(RxWiki News) A cutting-edge stem cell therapy for treating multiple sclerosis (MS) is one step closer to reality. New research targets myelin, a material that coats neurons in the brain.
Scientists have improved on their own methods to isolate and direct stem cells to become the type of brain cell that creates myelin. What MS does is attack and destroy myelin, causing damage to the central nervous system.
Treatment with these stem cells could help patients repair the damage in their bodies, and restore lost abilities.
"Stem cell therapy for MS is on the horizon."
Myelin is essential for the central nervous system to function properly. Normal human bodies can repair myelin damage, but those with MS cannot. Loss of myelin interferes with neurons' chemical and electrical signaling, and triggers symptoms like blurred vission, loss of balance, slurred speech, and more.
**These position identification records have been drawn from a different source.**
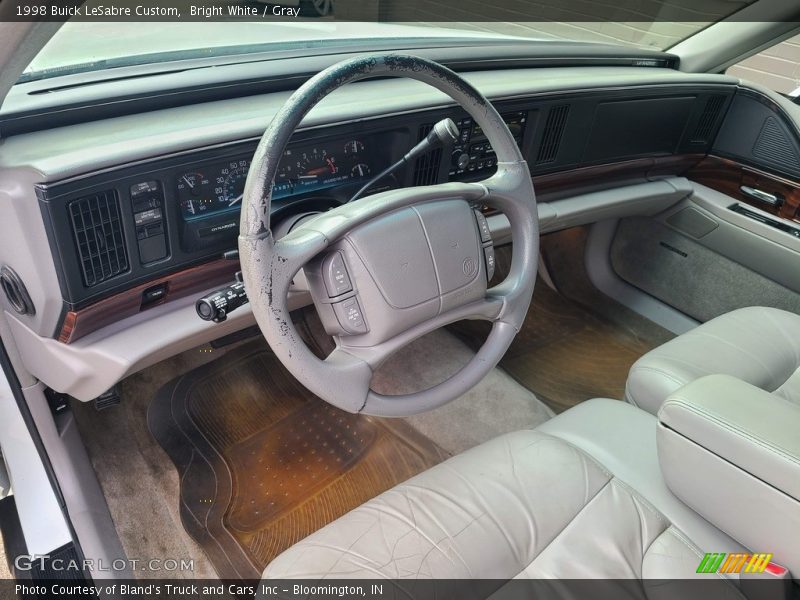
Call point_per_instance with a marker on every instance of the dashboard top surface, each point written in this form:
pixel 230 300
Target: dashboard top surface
pixel 71 151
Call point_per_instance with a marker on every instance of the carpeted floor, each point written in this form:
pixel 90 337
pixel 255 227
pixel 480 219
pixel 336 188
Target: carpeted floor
pixel 142 485
pixel 264 463
pixel 570 350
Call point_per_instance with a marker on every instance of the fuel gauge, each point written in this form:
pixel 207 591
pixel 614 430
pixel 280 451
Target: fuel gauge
pixel 353 147
pixel 359 170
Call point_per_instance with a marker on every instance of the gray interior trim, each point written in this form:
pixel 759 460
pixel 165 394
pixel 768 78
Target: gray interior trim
pixel 91 365
pixel 44 525
pixel 603 277
pixel 19 43
pixel 746 32
pixel 768 251
pixel 26 249
pixel 640 199
pixel 70 151
pixel 85 503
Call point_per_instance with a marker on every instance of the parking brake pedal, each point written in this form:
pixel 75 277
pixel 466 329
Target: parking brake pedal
pixel 107 399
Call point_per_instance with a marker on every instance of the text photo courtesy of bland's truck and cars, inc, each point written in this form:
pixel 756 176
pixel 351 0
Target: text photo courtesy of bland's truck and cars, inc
pixel 105 11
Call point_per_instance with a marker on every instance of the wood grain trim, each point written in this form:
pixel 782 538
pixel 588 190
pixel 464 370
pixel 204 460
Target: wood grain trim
pixel 80 323
pixel 727 176
pixel 595 176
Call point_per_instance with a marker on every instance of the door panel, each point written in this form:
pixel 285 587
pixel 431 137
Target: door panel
pixel 736 240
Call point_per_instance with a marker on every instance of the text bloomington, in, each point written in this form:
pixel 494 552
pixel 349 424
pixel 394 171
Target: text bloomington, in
pixel 195 590
pixel 141 10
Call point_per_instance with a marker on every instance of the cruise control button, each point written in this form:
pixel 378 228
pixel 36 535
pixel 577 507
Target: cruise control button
pixel 335 275
pixel 488 254
pixel 348 313
pixel 483 226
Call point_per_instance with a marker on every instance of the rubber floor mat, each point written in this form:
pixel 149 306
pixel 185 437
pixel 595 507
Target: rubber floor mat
pixel 263 463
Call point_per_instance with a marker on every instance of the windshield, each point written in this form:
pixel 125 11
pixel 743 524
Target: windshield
pixel 92 46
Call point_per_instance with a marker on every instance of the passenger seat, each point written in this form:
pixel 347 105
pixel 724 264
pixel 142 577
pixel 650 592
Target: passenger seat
pixel 758 345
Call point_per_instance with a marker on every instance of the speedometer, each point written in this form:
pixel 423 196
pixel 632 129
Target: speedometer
pixel 233 180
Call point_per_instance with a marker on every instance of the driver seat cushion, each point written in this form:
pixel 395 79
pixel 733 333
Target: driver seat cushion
pixel 759 345
pixel 526 504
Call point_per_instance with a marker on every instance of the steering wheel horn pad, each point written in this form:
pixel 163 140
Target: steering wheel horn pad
pixel 414 257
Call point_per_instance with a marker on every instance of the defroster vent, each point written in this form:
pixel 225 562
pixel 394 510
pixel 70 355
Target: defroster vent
pixel 553 132
pixel 705 125
pixel 99 239
pixel 426 169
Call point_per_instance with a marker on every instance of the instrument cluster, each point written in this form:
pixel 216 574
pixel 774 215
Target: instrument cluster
pixel 218 188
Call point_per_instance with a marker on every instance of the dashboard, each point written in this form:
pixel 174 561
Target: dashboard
pixel 133 235
pixel 132 230
pixel 140 211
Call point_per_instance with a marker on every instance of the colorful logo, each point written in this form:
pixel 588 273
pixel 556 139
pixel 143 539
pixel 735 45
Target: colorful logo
pixel 720 562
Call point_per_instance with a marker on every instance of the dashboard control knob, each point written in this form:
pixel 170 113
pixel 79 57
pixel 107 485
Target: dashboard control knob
pixel 460 159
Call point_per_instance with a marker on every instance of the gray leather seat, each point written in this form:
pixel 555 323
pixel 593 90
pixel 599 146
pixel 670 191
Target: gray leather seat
pixel 580 497
pixel 758 345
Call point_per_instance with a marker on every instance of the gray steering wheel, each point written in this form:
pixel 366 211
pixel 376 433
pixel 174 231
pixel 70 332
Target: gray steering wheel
pixel 413 259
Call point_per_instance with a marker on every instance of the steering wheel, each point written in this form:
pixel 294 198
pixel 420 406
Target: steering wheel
pixel 389 268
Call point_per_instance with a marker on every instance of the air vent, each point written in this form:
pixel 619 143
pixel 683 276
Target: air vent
pixel 773 145
pixel 97 228
pixel 426 169
pixel 705 125
pixel 553 132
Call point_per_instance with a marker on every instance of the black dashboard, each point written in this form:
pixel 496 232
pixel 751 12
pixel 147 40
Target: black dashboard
pixel 122 227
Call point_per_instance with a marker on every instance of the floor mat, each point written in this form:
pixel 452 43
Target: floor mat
pixel 263 463
pixel 565 354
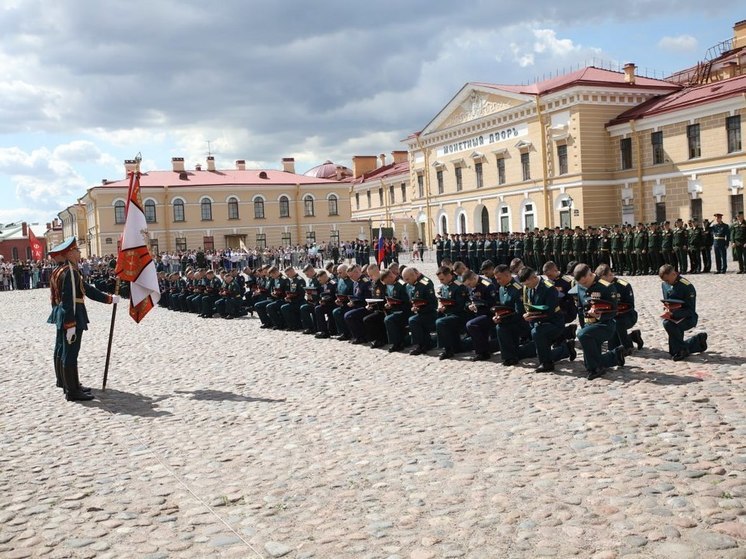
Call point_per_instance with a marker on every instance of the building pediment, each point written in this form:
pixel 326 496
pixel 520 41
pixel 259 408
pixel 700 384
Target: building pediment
pixel 473 102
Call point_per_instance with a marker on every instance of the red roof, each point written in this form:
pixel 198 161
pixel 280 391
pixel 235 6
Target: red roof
pixel 685 98
pixel 252 177
pixel 589 75
pixel 384 172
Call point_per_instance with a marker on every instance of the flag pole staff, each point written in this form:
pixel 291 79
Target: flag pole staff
pixel 138 158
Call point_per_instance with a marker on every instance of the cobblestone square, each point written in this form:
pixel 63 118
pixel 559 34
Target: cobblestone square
pixel 217 439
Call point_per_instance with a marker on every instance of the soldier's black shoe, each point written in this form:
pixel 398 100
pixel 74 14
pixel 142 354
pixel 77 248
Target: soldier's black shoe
pixel 619 353
pixel 681 355
pixel 571 350
pixel 703 342
pixel 480 357
pixel 636 337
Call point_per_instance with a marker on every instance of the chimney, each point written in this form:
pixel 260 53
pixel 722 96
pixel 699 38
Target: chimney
pixel 362 164
pixel 177 164
pixel 288 164
pixel 729 70
pixel 739 34
pixel 629 73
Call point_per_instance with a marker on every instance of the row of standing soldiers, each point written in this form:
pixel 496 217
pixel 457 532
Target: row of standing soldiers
pixel 630 250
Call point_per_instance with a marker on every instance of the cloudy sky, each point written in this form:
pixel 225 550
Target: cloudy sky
pixel 89 83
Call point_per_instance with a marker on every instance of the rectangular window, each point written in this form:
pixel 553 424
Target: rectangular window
pixel 733 126
pixel 692 136
pixel 526 166
pixel 656 140
pixel 501 170
pixel 660 212
pixel 562 159
pixel 696 209
pixel 736 205
pixel 625 148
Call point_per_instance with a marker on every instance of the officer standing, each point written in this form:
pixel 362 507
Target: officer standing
pixel 720 236
pixel 680 300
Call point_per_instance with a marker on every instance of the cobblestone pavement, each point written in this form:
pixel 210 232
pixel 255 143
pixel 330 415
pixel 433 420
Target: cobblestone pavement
pixel 217 439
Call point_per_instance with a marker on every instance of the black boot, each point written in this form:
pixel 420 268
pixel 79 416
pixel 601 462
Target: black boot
pixel 73 392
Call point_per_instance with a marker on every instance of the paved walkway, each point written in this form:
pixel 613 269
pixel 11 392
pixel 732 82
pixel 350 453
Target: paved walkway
pixel 217 439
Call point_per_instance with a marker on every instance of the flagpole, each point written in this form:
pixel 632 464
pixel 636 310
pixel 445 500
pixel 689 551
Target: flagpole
pixel 111 335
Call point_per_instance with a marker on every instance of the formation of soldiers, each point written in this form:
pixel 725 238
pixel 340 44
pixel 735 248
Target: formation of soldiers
pixel 629 250
pixel 514 310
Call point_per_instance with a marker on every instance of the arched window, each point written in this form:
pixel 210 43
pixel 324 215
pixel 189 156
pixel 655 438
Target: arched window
pixel 258 208
pixel 232 208
pixel 149 211
pixel 205 207
pixel 333 207
pixel 118 211
pixel 308 205
pixel 178 210
pixel 284 206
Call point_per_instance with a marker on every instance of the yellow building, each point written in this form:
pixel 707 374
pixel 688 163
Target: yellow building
pixel 73 220
pixel 215 209
pixel 591 147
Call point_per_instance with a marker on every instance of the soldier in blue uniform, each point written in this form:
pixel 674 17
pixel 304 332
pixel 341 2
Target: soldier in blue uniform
pixel 720 235
pixel 68 299
pixel 680 300
pixel 482 298
pixel 452 298
pixel 424 309
pixel 599 299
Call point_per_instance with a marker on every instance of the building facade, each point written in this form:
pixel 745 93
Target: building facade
pixel 217 209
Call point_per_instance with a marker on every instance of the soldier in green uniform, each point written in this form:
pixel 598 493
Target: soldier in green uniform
pixel 720 237
pixel 68 296
pixel 452 299
pixel 738 242
pixel 696 238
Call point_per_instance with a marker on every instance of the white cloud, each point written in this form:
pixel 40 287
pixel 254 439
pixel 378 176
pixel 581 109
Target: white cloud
pixel 679 43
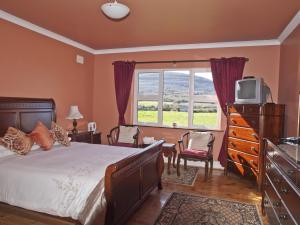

This new research is building on years of previous research on myelin repair. Scientists learned how to direct stem cells from the brain to become oligodendrocytes, which create myelin. In the study, they injected the cells into the brains of mice that were born without the ability to make myelin.
The experiment ended in success: Twelve weeks later, the cells had become oligodendrocytes and coated 40 percent of the brain's neurons with myelin.
Dr. Steven Goldman, one of the study's authors, said the cells are currently the best candidate for improving the lives of those with MS. He believes the cells are safe and effective enough to propose for clinical trials.
This techinque is still a long way from being used in humans. But the eventual treatment could involve injecting these cells into patients' brains. The cells would migrate through the brain and coat neurons in myelin. A different approach might be using medication to “turn on” the cells, which already exist in patients' brains.
A treatment would also hold promise other myelin-related diseases such as Alzheimer's, cerebral palsy, Parkinson's, and depression.
The work was conducted at the University of Rochester, and published in Nature Biotechnology in fall 2011.